1. Field of the Invention
The present invention relates to the restriction of programs that a user can run on a computer and, more particularly, to a thorough method for restricting unauthorized operations by a user on a single workstation computer or by a user on a session in a multi-user environment, such as Microsoft Windows 2000 Terminal Services.
2. Description of the Background
A prominent problem with computers and networks today is lax security. Viruses are rampant. Typically, a user is emailed a script program that is really a virus (like the “Love Bug” virus) and unknowingly runs the program associated with the script. Obviously, this can cause a wide range of problems. Also, when a computer system is “locked down”, hackers will often target the computer system to do nothing more than “break in”. Unfortunately, existing methods tend to trade-off the level of security with demand on system resources. There is no high performance, completely secure method available today to resolve this problem. To understand the problem, a brief overview of the Windows architecture is helpful.
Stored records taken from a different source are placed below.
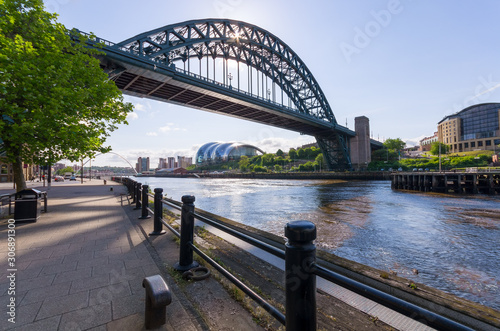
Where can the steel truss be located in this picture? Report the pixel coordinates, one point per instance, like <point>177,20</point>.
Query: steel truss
<point>255,47</point>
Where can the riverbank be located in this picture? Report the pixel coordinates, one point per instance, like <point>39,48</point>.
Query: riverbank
<point>368,175</point>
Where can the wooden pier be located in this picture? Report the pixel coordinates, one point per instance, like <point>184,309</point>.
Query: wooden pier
<point>448,182</point>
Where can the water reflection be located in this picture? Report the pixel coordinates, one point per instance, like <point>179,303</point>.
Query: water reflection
<point>453,241</point>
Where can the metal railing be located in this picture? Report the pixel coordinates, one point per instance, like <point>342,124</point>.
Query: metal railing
<point>301,267</point>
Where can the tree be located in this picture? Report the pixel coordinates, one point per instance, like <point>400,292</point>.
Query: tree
<point>435,148</point>
<point>395,144</point>
<point>301,153</point>
<point>55,101</point>
<point>320,161</point>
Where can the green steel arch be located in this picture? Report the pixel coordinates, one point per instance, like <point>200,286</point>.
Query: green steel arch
<point>239,41</point>
<point>244,43</point>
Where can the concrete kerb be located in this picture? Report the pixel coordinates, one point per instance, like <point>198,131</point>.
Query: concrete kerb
<point>81,265</point>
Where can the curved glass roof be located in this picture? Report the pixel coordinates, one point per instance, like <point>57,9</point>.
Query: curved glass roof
<point>221,152</point>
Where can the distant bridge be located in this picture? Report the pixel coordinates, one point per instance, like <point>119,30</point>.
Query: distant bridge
<point>192,64</point>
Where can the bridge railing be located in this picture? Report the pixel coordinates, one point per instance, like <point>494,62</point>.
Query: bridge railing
<point>301,266</point>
FIG. 1 shows the Microsoft Windows 2000 architecture and illustrates the difference between user mode and kernal (or system) mode.
User mode is the least-privileged mode that Windows 2000 supports; it has no direct access to hardware and only restricted access to memory. For example, when software applications execute in user mode, they do so in a defined space with well-defined restrictions. They don't have direct access to hardware devices, and they can't touch parts of memory that are not specifically assigned to them.
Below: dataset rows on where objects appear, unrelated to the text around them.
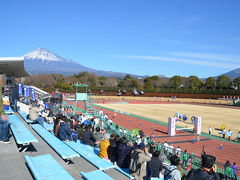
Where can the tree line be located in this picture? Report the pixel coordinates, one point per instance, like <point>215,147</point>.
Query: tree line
<point>192,84</point>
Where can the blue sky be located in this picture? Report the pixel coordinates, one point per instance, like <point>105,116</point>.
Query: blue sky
<point>145,37</point>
On the other hand, system mode is a privileged mode. Those parts of Windows 2000 that execute in system mode, such as device drivers, have direct access to all hardware and memory. Other operating systems, including Windows NT, 3.1 and UNIX, also use analogous privileged and non-privileged modes. The services invoked in system mode are known as native advanced programming interface (“API”). The API is made up of about 250 functions that the operating system can access through software-exception system calls. A software-exception system call is a hardware-assisted way to change execution modes from user mode to system mode; it gives control over the data that passes between the two modes. Native API requests are executed by functions in system mode, known as system services.
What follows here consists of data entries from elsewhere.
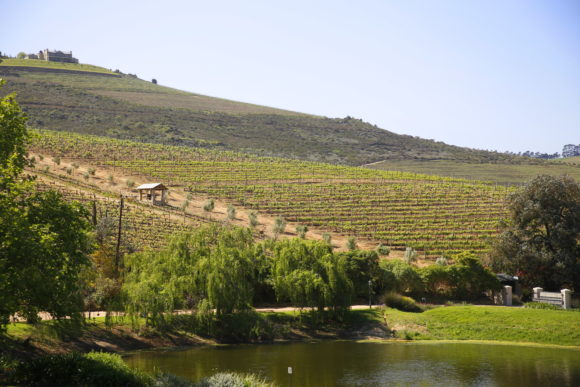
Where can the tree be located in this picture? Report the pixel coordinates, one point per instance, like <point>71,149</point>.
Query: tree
<point>309,275</point>
<point>213,265</point>
<point>44,240</point>
<point>540,241</point>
As seen in FIG. 1, the Executive components include the I/O Manager, Object Manager, Security Reference Monitor, Process Manager, Local Procedure Call Facility, and Virtual Memory Manager. Each Executive component has a specific operating system responsibility. Device drivers are dynamically added components that work closely with the I/O Manager to connect to specific hardware devices, such as disks and input devices. The Executive components use basic hardware functionality implemented in the System. Client-side DLLs carry out tasks on behalf of their servers, but they execute as part of a client process. Given the foregoing overview, security will now be addressed.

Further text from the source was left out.